Se o adulto evita falar com a criança sobre o assunto, a morte vai tornar-se tabu, assim como os sentimentos que surgem associados a ela: como a perda, a tristeza, a raiva, o desamparo.

Quais são os sinais de alerta?

Por vezes é difícil compreender o que a criança está a sentir, por isso é importante estar atenta aos sinais:

  • A criança pode mostrar-se “forte” porque sente que não há espaço para a dor dela
  • Podem surgir comportamentos que não existiam anteriormente, que podem ser próximas do evento de perda ou mais tarde, noutra fase de desenvolvimento em que a criança normalmente traz problemáticas não resolvidas – a adolescência.
  • A criança pode tentar alegrar ou confortar o adulto mais próximo de si (por exemplo a mãe ou o pai), ou aquele que ela sinta que está mais frágil, assumindo ela própria o papel de cuidador que compete ao adulto.
  • Podem surgir medos irracionais, muitas vezes associados à ideia de ir dormir, de ir ao médico, de estar doente, etc.
  • Podem surgir comportamentos mais agressivos/reativos em situações que, para os pais, são consideradas “normais” no que é o dia a dia da criança.
  • Pode ser mais difícil para a criança separar-se dos pais, por exemplo, para ir para a escola ou para uma atividade.
  • Podem surgir queixas psicossomáticas mais frequentemente (ex.: dores de cabeça, de barriga…)

O que devemos evitar fazer?

1. Desvalorizar emoções

A criança precisa, em primeiro lugar, de sentir que o que ela sente é válido.

Por isso não devemos evitar o assunto, é importante que a criança sinta que pode falar sobre o que sente, que há espaço para os sentimentos menos bons. Se o adulto, de forma adequada, disser à criança como se sente, está a mostrar que não tem mal nenhum sentir aquelas emoções e que é natural sentir tristeza, raiva, saudade, medo, etc.

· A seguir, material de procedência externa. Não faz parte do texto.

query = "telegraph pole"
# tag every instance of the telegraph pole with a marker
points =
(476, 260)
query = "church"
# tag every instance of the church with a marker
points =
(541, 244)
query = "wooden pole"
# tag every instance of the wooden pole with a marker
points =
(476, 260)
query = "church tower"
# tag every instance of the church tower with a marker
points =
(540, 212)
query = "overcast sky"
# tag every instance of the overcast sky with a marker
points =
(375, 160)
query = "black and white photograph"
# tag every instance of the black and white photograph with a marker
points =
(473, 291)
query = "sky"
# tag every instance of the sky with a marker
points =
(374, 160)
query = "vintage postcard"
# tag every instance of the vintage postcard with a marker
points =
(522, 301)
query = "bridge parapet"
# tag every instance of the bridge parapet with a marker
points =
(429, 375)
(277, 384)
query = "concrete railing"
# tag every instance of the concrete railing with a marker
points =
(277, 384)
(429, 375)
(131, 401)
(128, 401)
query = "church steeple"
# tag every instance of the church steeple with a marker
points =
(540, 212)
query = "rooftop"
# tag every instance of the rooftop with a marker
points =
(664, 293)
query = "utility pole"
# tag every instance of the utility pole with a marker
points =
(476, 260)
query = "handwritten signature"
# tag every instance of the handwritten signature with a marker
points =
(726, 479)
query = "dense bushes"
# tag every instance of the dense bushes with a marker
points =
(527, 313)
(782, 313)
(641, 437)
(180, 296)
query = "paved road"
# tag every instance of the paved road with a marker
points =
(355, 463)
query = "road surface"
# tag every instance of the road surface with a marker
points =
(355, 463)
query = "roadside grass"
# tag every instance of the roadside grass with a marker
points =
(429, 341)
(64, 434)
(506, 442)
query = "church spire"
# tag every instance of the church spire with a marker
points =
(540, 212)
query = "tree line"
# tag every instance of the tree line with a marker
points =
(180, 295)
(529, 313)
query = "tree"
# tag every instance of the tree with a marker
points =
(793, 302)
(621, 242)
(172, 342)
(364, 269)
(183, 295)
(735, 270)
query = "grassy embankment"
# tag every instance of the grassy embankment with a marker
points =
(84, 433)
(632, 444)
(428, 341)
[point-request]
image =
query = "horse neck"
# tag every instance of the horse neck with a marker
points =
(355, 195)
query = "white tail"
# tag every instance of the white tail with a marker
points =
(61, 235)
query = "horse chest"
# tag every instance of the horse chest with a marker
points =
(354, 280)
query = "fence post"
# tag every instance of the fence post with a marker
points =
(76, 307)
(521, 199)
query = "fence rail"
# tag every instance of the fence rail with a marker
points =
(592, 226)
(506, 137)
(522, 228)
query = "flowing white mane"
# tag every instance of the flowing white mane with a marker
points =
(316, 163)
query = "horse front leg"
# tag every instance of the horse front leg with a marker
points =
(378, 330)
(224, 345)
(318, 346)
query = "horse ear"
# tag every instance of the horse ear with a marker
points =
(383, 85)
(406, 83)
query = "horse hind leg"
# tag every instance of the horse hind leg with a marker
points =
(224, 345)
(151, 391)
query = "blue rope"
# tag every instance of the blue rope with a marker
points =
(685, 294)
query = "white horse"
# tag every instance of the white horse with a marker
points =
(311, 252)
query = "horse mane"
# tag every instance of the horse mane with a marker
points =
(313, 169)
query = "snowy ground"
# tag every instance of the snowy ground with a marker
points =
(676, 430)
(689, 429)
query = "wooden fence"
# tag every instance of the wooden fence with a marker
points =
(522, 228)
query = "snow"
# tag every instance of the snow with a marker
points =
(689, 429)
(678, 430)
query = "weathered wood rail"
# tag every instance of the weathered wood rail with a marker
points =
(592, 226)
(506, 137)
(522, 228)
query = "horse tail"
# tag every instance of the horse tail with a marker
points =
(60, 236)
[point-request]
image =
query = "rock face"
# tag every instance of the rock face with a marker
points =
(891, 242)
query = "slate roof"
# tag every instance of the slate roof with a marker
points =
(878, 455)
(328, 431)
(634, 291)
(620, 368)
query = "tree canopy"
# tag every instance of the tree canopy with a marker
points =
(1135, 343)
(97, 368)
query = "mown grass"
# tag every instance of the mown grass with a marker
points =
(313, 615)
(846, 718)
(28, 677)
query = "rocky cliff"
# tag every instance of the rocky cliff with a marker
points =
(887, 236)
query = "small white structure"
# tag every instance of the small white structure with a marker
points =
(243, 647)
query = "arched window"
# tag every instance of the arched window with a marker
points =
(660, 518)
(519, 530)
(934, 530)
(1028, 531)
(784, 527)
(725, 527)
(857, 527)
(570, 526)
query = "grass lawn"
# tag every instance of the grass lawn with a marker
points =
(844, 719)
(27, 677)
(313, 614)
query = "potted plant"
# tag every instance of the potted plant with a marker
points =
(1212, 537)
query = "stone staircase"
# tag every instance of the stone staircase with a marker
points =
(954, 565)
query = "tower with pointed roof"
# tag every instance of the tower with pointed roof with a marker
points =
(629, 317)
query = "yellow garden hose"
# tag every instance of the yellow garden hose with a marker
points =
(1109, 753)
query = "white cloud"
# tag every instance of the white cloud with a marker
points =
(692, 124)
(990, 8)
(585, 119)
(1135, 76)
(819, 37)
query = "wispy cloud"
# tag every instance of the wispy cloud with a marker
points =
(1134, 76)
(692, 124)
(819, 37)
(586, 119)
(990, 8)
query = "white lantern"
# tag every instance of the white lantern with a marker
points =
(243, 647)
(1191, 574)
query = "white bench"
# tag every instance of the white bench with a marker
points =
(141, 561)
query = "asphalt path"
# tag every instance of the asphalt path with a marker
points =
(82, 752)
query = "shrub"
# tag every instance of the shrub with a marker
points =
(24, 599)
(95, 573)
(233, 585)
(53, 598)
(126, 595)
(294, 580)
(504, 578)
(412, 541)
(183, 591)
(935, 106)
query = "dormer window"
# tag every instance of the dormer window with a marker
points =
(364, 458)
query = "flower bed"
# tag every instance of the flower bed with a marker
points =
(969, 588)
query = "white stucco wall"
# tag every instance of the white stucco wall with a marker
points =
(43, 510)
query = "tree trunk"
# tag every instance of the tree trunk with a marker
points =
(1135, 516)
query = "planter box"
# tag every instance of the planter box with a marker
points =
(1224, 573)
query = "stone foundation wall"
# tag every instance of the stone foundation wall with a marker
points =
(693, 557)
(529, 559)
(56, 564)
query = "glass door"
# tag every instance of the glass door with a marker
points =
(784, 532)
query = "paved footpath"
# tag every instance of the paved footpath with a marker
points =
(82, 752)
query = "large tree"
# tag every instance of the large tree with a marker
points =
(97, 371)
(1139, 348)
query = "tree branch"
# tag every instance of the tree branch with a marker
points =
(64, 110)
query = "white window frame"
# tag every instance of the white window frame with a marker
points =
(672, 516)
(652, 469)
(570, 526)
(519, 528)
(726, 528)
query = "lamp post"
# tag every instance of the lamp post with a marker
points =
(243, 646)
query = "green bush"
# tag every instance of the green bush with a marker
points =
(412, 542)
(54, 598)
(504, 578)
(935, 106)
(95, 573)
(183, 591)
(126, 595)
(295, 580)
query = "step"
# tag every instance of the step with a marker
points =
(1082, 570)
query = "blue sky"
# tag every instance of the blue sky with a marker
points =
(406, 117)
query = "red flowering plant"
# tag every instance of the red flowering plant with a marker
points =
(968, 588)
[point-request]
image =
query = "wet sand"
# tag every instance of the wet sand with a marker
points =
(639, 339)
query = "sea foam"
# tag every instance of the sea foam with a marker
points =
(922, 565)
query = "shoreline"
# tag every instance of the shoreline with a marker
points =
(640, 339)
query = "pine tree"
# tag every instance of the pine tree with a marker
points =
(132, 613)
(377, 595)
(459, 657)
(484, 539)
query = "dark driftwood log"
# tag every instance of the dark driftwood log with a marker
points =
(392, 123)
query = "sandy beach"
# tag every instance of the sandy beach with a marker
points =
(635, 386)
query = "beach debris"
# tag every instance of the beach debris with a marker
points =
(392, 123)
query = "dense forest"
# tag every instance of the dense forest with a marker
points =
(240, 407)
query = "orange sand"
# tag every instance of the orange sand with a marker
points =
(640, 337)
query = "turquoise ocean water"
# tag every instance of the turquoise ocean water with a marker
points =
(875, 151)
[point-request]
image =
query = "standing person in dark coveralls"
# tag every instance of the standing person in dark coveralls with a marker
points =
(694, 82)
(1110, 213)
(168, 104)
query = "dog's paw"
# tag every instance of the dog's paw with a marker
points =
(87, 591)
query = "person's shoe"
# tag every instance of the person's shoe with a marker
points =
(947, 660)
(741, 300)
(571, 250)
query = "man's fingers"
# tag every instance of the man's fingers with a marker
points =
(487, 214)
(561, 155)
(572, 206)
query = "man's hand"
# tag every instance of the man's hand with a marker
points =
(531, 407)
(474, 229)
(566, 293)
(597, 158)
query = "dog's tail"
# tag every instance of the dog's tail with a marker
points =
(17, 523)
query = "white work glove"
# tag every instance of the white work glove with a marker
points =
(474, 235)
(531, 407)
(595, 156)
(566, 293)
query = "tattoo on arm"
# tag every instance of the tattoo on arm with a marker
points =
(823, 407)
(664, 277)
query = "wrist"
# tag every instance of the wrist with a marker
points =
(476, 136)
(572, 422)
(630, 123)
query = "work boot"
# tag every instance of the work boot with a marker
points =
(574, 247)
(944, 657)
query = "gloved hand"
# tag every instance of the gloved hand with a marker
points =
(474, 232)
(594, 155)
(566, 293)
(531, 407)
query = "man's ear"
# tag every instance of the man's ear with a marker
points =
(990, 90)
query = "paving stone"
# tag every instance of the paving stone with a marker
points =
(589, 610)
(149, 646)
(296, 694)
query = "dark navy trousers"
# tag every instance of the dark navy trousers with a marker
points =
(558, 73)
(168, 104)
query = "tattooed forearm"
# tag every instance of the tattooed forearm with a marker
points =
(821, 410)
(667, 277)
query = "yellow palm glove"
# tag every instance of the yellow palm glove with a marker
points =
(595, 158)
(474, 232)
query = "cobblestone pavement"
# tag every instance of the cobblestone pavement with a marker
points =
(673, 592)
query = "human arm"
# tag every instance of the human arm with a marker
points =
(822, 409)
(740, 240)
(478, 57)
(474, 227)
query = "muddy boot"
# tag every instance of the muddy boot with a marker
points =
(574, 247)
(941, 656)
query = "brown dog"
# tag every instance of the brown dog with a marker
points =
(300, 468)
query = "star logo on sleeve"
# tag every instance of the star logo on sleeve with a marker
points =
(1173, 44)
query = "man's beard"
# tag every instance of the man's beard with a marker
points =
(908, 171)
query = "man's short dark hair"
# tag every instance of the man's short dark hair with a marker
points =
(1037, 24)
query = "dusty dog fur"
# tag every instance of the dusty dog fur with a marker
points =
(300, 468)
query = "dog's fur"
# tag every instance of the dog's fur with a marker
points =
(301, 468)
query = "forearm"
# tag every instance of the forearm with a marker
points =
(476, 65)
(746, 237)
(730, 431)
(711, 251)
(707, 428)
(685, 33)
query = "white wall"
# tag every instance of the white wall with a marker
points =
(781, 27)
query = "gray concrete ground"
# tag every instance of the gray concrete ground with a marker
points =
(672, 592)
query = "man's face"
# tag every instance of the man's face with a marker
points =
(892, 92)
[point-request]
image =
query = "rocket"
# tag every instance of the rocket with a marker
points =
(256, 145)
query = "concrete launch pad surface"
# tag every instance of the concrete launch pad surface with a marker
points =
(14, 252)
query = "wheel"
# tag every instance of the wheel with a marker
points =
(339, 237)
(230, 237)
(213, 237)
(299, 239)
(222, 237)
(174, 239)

2. Evitar falar da pessoa que morreu ou sobre a morte

É importante que a criança sinta que pode falar sobre a pessoa que morreu e/ou sobre a situação de perda.

Quando a criança quiser falar sobre o assunto, não devemos evitar ou tentar “distrair” a criança com outras coisas, devemos sim mostrar à criança que há um lugar para falar sobre a pessoa e responder a algumas questões que ela tenha sobre a morte, para que se desmistifiquem possíveis medos. A criança precisa de alguém com quem possa expressar os seus medos e que a ajude a pensar sobre eles.

3. Esquecer a rotina

É natural que os primeiros tempos sejam um desafio, não só para a criança, mas também para os que cuidam dela.

Vão existir muitos momentos de saudade, de tristeza e de raiva. Mas retomar a rotina, fazer um esforço por manter a vida a correr é muito importante para que a criança e a família possam retomar um desenvolvimento saudável.